Abstract of Christensen, Kevin. “The Temple, the Monarchy, and Wisdom: Lehi’s World and the Scholarship of Margaret Barker.”

Christensen, Kevin. “The Temple, the Monarchy, and Wisdom: Lehi’s World and the Scholarship of Margaret Barker.” In Glimpses of Lehi’s Jerusalem, edited by John W. Welch, David Rolph Seely, and Jo Ann H. Seely, 449-522. Provo, UT: FARMS, 2004. [Israel/Solomon/Theology/Mormon]

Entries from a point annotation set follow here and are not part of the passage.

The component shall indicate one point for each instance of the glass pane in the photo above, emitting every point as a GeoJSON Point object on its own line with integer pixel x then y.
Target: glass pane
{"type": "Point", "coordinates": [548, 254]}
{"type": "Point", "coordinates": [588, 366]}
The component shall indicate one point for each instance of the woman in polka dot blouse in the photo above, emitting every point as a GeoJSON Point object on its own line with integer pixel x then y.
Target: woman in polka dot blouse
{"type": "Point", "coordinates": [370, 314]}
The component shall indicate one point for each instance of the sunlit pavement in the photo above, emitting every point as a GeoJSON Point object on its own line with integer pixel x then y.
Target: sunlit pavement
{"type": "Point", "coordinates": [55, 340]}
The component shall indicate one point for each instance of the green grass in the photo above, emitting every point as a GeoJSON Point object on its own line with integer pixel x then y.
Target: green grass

Over two decades Margaret Barker, a Methodist minister from the UK, has produced a large body of scholarship which is potentially a paradigm shift in the study of the origin of Christianity and the core of its fundamental doctrines which are associated with the Temple. She argues that king Josiah’s reforms in the period of 640-609 B.C. were a rejection of the doctrines, teachings, rituals, symbolism, and practices associated with the First Temple of Solomon. The “Deuteronomists” appear to have heavily influenced the writing of significant portions of the Old Testament, expunging, altering, and otherwise rejecting these and other things. They reject the plurality of Gods, the deification of man, seeing God, the rituals and symbolism of the Temple, and the overall centrality of the Temple. Thus Barker challenges the notion of the assumption of an unbroken continuity in the religion of Israel before and after the Exile. Christensen’s study looks at the early portion of the Book of Mormon to see what evidences those who came out of Jerusalem just after the reforms of Josiah may have left regarding those reforms.  He looks at three subjects specifically, the view of the temple, the monarchy and wisdom.  In this lengthy and interesting article, the author finds that the patterns noted by Barker are repeated in the Book of Mormon, though often not as explicitly as one may like, but often point for point as it is found in the First Temple traditions.  For one good example, all of the major sermons found in the Book of Mormon given at the Temple sites deal with the atonement, creation, and other important temple themes, especially Jewish Festivals associated with the Temple. He calls on considerable work by LDS scholars relating to the Book of Mormon and the Temple to make his points. His general conclusion is stated thus: “Barker’s work illustrates a complex pattern involving specific historical events, times, places, persons, and teachings. All of this comes in a timely manner and in the appropriate place to be relevant to the Book of Mormon.  In my opinion, this correspondence is not accidental but providential.”